Publié le par sylvain dommergue

         Le Gange, fleuve le plus sacré de l'Inde, descendu du ciel dans les cheveux du dieu Shiva pour purifier les hommes. Bénarès, Varanasi pour les Indiens, la ville la plus sainte de l'Inde, bâtie en amphithéâtre au-dessus du fleuve.

À l'aube de chaque journée, la ville déverse une foule compacte dans les eaux encore sombres. Chaque hindou doit faire le pèlerinage à Bénarès, au moins une fois dans sa vie. Manifestation du pouvoir divin, le lever du soleil est le moment privilégié pour se plonger dans le Gange. Après avoir salué l'astre de feu, les croyants procèdent aux ablutions rituelles.

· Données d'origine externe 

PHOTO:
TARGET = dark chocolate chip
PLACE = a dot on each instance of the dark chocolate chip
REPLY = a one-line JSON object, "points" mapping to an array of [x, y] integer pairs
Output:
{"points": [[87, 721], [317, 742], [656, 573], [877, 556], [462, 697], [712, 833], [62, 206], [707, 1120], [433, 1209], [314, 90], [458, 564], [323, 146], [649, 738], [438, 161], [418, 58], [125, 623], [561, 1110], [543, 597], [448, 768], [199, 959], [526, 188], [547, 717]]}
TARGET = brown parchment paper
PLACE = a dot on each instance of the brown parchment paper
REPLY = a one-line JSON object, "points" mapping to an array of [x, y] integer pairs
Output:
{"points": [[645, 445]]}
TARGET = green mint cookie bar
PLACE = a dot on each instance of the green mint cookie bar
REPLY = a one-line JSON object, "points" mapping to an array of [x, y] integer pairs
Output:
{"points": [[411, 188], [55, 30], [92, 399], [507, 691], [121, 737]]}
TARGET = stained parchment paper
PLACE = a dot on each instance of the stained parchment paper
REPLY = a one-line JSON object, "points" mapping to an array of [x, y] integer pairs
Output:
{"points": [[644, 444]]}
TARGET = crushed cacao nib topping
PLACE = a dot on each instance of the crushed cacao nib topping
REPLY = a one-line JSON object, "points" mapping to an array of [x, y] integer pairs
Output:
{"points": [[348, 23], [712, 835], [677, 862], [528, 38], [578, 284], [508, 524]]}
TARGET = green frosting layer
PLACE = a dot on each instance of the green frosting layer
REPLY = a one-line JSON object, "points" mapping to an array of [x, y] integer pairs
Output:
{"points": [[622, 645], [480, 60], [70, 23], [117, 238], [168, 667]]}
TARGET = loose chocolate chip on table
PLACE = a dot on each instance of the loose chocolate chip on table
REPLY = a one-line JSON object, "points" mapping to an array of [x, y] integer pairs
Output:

Avec leur "lota", un petit pot de laiton, ils s'aspergent d'eau en récitant des mantras, formules sacrées dédiées aux divinités.

Sur les ghats, les marches qui descendent dans l'eau, les pèlerins se déshabillent et  chantent pendant que les brahmanes accomplissent leurs rites ou commentent les textes sacrés. Les guirlandes de roses, de jasmin ou d'œillets sont destinées à être jetées dans le Gange en offrande. Pour les hindous, le Gange est féminin. Il représente la mère rédemptrice.

Ses eaux dispensent aux fidèles le salut et l'absolution de leurs fautes.

Les foules innombrables d'hommes et de femmes qui s'y purifient abrègent ainsi leurs cycles de réincarnations successives.

         À Bénarès, le Gange, qui décrit un lacet, coule en direction du Nord, emportant les péchés vers l’Himalaya, d'où ses vertus purificatrices.

Selon la tradition, la ville est construite sur une colline, perchée sur le trident de Shiva qui surveille du haut des sommets himalayens.

Plus de 2000 temples et sanctuaires ont été édifiés ici.

Le Gange est un don du dieu Shiva, omniprésent dans la ville, sous ses différentes formes.  C'est l'une des trois divinités majeures du panthéon brahmanique. Il est associé dans la croyance hindoue au cycle des renaissances sans fins et fait l'objet d'un culte particulier à Bénarès.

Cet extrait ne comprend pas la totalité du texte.